Карлос мог бы так и поступить — вчера, когда он ушел с работы, сутулый и молчаливый. Но сегодня он вошел, чуть пританцовывая на ходу, в дорогом костюме, но без галстука, злостно нарушая правила компании. Он не сутулился и никуда не спешил. Он радовался жизни, словно только что родился на свет, а вел себя так, словно уже много лет правит миром.

Он снял карточку — приглашение со своего стола и широким жестом запустил ее в полет. Следом полетел рабочий телефон. Монитор. Калькулятор.

Офис замер.

Карлос двинулся по проходу, и казалось, что дверь святыни он распахнет ударом ноги — но она открывалась на себя, и дверь пришлось открыть за ручку.
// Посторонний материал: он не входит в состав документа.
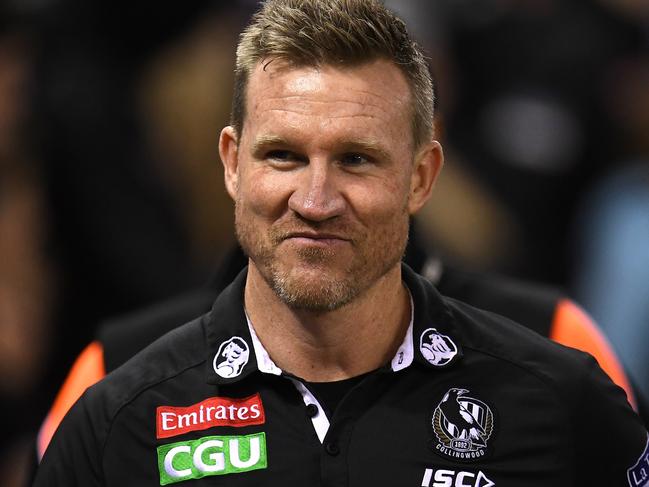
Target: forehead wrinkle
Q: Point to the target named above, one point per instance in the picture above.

— Как дела, красавица? — он улыбнулся секретарше, пока та возилась с кулером для воды в углу. Дверь уже почти закрылась, когда в офис проскользнул звонкий хлопок ладони о какую-то упругую часть женского тела, визг, пощечина и хохот Карлоса.

Дверь закрылась окончательно. Что было дальше, Нолан не видел, но все заняло минуты три. Снова раздался визг секретарши, невнятные крики, звук удара и рев: «Вызывай полицию!».

Дверь распахнулись.

Карлос улыбался и на ходу стирал белоснежным платком кровь с перстня на пальце. Серебряного, на взгляд Нолана, перстня, с печаткой и символом из двух сцепленных колец на ней.

— Что происходит? — Нолан осторожно высунулся из своей кабинки.

— Свобода! — ответил Карлос — Я уволился и вам того же желаю.

— Впрочем, — он повысил голос, — вы все — просто жалкие слабовольные ублюдки, и сдохните здесь. А мне пора в новую жизнь!

Он отвесил поклон и двинулся к выходу.

Свобода? Уволиться? Новая жизнь?

Странные слова! Но пример героя заражает, завораживает, как дудочка крысолова.

— Новая жизнь! — прошептал Нолан тихонько. Кто-то же может! Интересно, как? Он вышел из своей стеклянной тюрьмы и осторожно двинулся следом за Карлосом. Если тот смог так измениться, может и у Нолана получится?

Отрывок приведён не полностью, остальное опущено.